アプリを使って気軽にライブ配信を行えるようになったことで、現在では数多くのライバーが活躍しています。ただし、そのライブ配信で収入を得ている場合、ライバーによっては確定申告の義務が生じます。

どんなライバーに確定申告が必要なのか、ここではそのやり方について説明します。

確定申告が必要なライバーの条件とは?

ライバーの確定申告に関するイメージ

ライバーに確定申告が必要かどうかは、収入が給与として支払われているか、本業か副業かによって異なります。

ライバーとして自分がどのパターンに該当するのかを次の説明で確かめてみてください、

事務所から給与を支給されている本業のライバーの場合

事務所や企業などに所属し、給与を支給されているのであれば、そのライバーは本業と判断されます。

収入が給与の場合には、事務所や企業で年末調整が行われるため、ライバーは確定申告の必要がありません。

年末調整とは、1年間に支給された給与にかかる税額を算出し、源泉徴収によってあらかじめ天引きされた税金との差額を精算することです。

ただし、事務所や企業に所属し給与を得ているライバーであっても、年間の収入が2,000万円超の場合は確定申告の義務が生じます。

個人事業主やフリーランスとしての本業のライバーの場合

事務所や企業から給与を支給されておらず、個人事業主やフリーランスとして本業のライバーを行っている場合、年間所得48万円を超えると確定申告が必要です。

確定申告では、所得控除と呼ばれる制度によって、所得から所得金額を減らせます。

所得控除にはさまざまな種類があり、それぞれ条件も異なっています。その中の基礎控除は、所得金額が2,400万円以下ならば、一律48万円が差し引かれます。

会社に勤務している副業のライバーの場合

ライブ配信とは無関係に、会社や店舗などに勤務している場合、ライバーは副業でしょう。副業ライバーは、年間所得20万円超で確定申告の義務が発生します。

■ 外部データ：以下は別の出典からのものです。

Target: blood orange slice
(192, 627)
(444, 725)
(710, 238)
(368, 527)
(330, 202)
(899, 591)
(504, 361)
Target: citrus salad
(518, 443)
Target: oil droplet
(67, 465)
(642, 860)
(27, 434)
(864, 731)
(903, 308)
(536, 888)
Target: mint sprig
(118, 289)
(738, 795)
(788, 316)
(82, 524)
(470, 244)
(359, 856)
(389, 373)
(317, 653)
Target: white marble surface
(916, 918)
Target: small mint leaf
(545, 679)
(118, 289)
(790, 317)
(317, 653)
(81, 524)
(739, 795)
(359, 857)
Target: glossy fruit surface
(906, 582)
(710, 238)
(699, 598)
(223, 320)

この場合の確定申告は、本業の勤務先で行われる年末調整とは別です。

また、ふるさと納税の申請を行うためなど、たとえ年間所得が20万円以下の場合でも、確定申告することに問題はありません。確定申告する場合、20万円以下の副業の所得も申告が必要です。

ライバーが確定申告する方法と書き方

ライバーの確定申告に関するイメージ

ライバーが確定申告書を作成する際、特に迷いやすい部分や手続きについて説明します。まず、確定申告書の書き方ですが、ライバーが確定申告する際、職業欄にはそのまま「ライバー」と記入します。

屋号・雅号には個人事業主として名乗っている名称、もしくはライバーが本名以外に使っている配信者名などを書き込みます。屋号・雅号は任意のため、本名で活動している場合や、ライバーの名前を知られたくない場合は記載不要です。

事業所得と雑所得の違いがある

確定申告書の収入金額等の欄には、所得の区分が記載されています。「事業」と書かれているところが事業所得の欄です。

個人事業主やフリーランスとして本業のライバー活動を行っている場合は、この事業の営業等の欄に収入金額を記入します。「雑」は雑所得のことであり、副業としてライバーをしている場合は、そのうちの業務の欄に金額を記入します。

源泉徴収票を交付された場合

副業のライバーで、本業の勤務先から源泉徴収票を交付されている場合は、その給与所得を確定申告書に転記する必要があります。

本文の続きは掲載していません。